I'm a freelance writer/photographer living in the East Village neighborhood of New York City.
Published May 11th 2010
The recently opened Limelight Marketplace, housed within the land-marked nineteenth-century church-turned-nightclub, is once again the showpiece of Sixth Avenue. Hosting more than 35 boutiques, a variety of gourmet food shops and restaurants, a full-service salon, and the Manhattan branch of Brooklyn's own Grimaldi's Pizza, it's like a oddly sacred consumerist fantasyland with an upscale food court.
Sometimes described as Chelsea Market on steroids, the Limelight delivers three floors of beautiful vistas and surprises around ever corner, much in keeping with the experiences felt by visitors to the lively nightclub, which was blessed in 1983 by Warhol himself.
Now reopened after a $15 million dollar renovation, the 160-year-old Limelight boasts a refurbished interior in keeping with its landmark status and plenty of buzz to go along with it. On sale is a tasteful selection of designer goods pooled together in small galleries, such as areas for home accessories, fashion jewelry, men's and woman's attire, cosmetics and fragrances, leather goods, sporting goods (a limited-edition sneaker gallery!), children's wear, and more.
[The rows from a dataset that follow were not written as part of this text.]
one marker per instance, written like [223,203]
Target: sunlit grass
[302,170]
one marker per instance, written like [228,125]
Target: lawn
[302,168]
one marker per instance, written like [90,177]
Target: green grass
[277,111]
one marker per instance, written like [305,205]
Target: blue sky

Especially attractive is the dynamic first-floor grouping of gourmet shops where specialty cheeses and meats are sold alongside artisan breads, baked goods and sweets.
Offering an innovative small-scale boutique experience in a prime location to keep rents slightly below typical Manhattan real estate prices is not new. Small business owners have long searched for just such a unique opportunity to captivate shoppers and keep them spending. The fact that the Limelight is also a part of the area known as "Ladies' Mile" is also useful—people already think of the Flatiron neighborhood as a retail destination.
Beginning in the late nineteenth century, throngs of women enjoyed a parade of department stores along Sixth Avenue, including the six-story Siegal Cooper & Company Dry Goods Store, which was called a "shopping resort" in 1896 by the New York Times. Today the Beaux Arts building, located just two blocks south of the Limelight, still houses retail outlets.
Shoppers are coming to the Limelight Marketplace in droves, no doubt, but still more are curious to see the reclaimed space. So, while you're scoping out some new threads, a flashy pair of running shoes, and some hip, got-to-have-it bargains, imagine the former nightclub, darkly serpentine and jam-packed with day-glow painted club kids. And then, while gazing at the colored stained glass windows and the majestic nave, remember that it's the same interior that once hosted worship services for both John Jacob Astor and Cornelius Vanderbilt.